Hotéis sofisticados e festas particulares igualmente refinados, utilizam tochas de fogo para iluminar os jardins. Não fosse por razões de segurança, as praças de alimentação e restaurantes sofisticados dos SC mais modernos seriam iluminados por tochas de fogo. Substituindo essas tochas e – talvez – proporcionando mais segurança temos as lâmpadas elétricas de 20, 40, 60 e 100 velas, ou seja, fogos. Nosso fogo pelo fogo ainda não apagou.

Conheço pessoas que dizem que é o jantar a refeição que atesta nossa condição sofisticada de seres humanos e de seu distanciamento em relação aos outros animais. O almoço serve só para alimentar o corpo, as vísceras (“saco vazio não fica de pé”).
Imaginem o pânico de alguém que acabou de ser convidado para um almoço a luz de velas:
“- Você está me convidando para um almoço a luz de velas? É almoço ou velório. Abra o jogo. Ai, ai, ai ... ai, ai, ai ... quem morreu? Me diga, pelo amor de Deus, quem foi que morreu!!!”

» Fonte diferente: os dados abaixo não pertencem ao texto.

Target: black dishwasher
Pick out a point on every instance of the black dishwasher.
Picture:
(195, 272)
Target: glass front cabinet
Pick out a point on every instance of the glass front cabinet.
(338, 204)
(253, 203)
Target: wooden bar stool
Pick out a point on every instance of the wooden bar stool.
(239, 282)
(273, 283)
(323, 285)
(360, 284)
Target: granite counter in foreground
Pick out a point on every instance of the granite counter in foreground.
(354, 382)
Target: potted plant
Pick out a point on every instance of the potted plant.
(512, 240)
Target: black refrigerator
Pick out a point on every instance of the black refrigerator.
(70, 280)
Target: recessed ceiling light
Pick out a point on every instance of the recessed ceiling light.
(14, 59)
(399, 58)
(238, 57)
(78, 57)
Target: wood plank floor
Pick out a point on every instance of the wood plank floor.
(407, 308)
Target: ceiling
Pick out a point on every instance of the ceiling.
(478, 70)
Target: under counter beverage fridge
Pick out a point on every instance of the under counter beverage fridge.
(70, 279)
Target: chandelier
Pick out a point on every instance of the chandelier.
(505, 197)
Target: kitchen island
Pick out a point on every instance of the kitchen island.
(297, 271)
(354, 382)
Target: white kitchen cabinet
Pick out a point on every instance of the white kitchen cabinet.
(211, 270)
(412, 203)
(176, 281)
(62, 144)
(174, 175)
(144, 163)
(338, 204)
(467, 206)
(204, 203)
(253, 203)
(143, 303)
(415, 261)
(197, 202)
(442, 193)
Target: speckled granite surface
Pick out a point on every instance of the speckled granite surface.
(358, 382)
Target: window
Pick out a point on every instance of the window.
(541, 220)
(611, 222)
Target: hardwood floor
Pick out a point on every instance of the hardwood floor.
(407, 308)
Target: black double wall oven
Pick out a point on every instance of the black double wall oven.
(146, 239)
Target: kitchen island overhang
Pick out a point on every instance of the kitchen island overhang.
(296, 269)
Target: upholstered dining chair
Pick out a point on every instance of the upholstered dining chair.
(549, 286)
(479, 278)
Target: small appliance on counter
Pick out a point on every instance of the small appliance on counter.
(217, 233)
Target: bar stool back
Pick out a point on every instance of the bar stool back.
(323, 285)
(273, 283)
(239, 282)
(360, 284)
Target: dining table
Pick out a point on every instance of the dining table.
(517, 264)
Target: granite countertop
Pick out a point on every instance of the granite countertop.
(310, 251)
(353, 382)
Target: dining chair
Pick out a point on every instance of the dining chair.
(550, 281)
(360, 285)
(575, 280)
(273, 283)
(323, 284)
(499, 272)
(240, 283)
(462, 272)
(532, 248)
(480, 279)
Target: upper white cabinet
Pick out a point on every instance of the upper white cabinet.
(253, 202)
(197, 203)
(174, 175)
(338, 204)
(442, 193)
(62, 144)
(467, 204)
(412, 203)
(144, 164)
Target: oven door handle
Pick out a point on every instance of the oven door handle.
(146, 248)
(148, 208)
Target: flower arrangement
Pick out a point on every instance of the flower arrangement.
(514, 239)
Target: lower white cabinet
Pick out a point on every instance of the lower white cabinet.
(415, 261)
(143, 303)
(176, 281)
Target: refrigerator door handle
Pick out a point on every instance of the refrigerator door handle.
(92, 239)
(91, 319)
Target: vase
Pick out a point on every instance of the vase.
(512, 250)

(Não aconselho ninguém a fazer esse tipo de convite ao pior inimigo)

Acender velas durante o dia, num velório ou próximo de um morto em pleno asfalto por exemplo, traz o significado prático-simbólico de que a vela iluminará o longo caminho da alma do defunto até o mundo dos mortos.

A noite inventou o jantar e a ceia. E, muitas vezes, jantamos sem estar lá com essa fome toda. Convidar ou ser convidado para jantar traz símbolos, linguagens, promessas afetivas e eróticas, e, bem não esquecer, expectativas que nenhum almoço ou banquete solar é capaz de suscitar..

. O amor precisa de luz de velas pois, segundo Blaise Pascal, enquanto ele (o amor) “é cego, a amizade fecha os olhos”. Convidar alguém para um jantar à luz de velas diz quase tudo das segundas ou terceiras intenções de quem fez o convite. Para um bom entendedor, meia vela basta.